Hoy, en un espacio de plena postmodernidad, asistimos a un mundo donde todo es mucho más rápido aun en función del desarrollo galopante de la tecnología  y da la impresión de que muchos de nosotros somos el “ser voyeur”, aludido por Vásquez cuando habla de aquellos postmodernos que se complacen solamente en mirar cómo desfila el mundo ante sus ojos, pero no participa, no se contamina.

Y lo que vemos ahora pasar frente a nosotros no es solo ficción de la tecnología en los medios; en muchos casos es una “real ficción” pues estamos viviendo el paradigma de Dédalo, donde ocurren ya muchas biofantasías hechas realidad y vamos transitando del ciberfantasma al posthumano; un ser sin cerebro, para muchos físicamente mermado, muerto de verdad pero con vida, que no deja de revolucionar todo lo que hasta ahora hemos conocido como real vs ficción. 
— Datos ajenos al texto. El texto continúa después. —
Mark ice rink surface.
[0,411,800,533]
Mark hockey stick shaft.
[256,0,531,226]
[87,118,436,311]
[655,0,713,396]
Pienso que en esta nueva etapa industrial, marcada por la convergencia de tecnologías digitales, físicas y biológicas, anticipando un mundo que parece virtual pero que ya es real, hay que mantener los ojos y la mente bien abiertos, y no vale la pena ser indiferentes;  sobre todo si aceptamos que lo que está sucediendo elevará los niveles de ingreso globales y mejorara la calidad de vida de poblaciones enteras, bajo un nuevo paradigma tecnológico, como califica Klaus Schwab, autor del concepto “cuarta revolución industrial”, y fundador del Foro Económico Mundial de Davos.

Ergo, la tecnología es el nuevo Dios o el nuevo relato. Sin embargo, ojalá que no nos pase lo que ocurrió con las utopías de la modernidad que perdieron credibilidad no solo por lo heterogéneo de su llegada, sino porque definitivamente nunca llegaron a ser realidad en muchos lugares del planeta. Hoy ya hablamos de la cuarta revolución industrial pero también es cierto que en muchos países aun no se ha superado la fase de la primera revolución industrial.

Un nuevo quiebre de utopías podría desencadenar algo más que un cansancio frente a su desgaste y fracaso, mientras quienes se beneficien de estos adelantos sean solamente aquellos capaces de innovar y adaptarse; lo que marca un antes y un después en la concepción político-ideológica de los Estados postmodernos. Sería bueno conversarlo, ¿verdad? Una cuota de diálogo perverso, en medio de visiones descuartizadas, por ahí cobra sentido y permite posicionar el lugar del paradigma de Dédalo en su justa dimensión.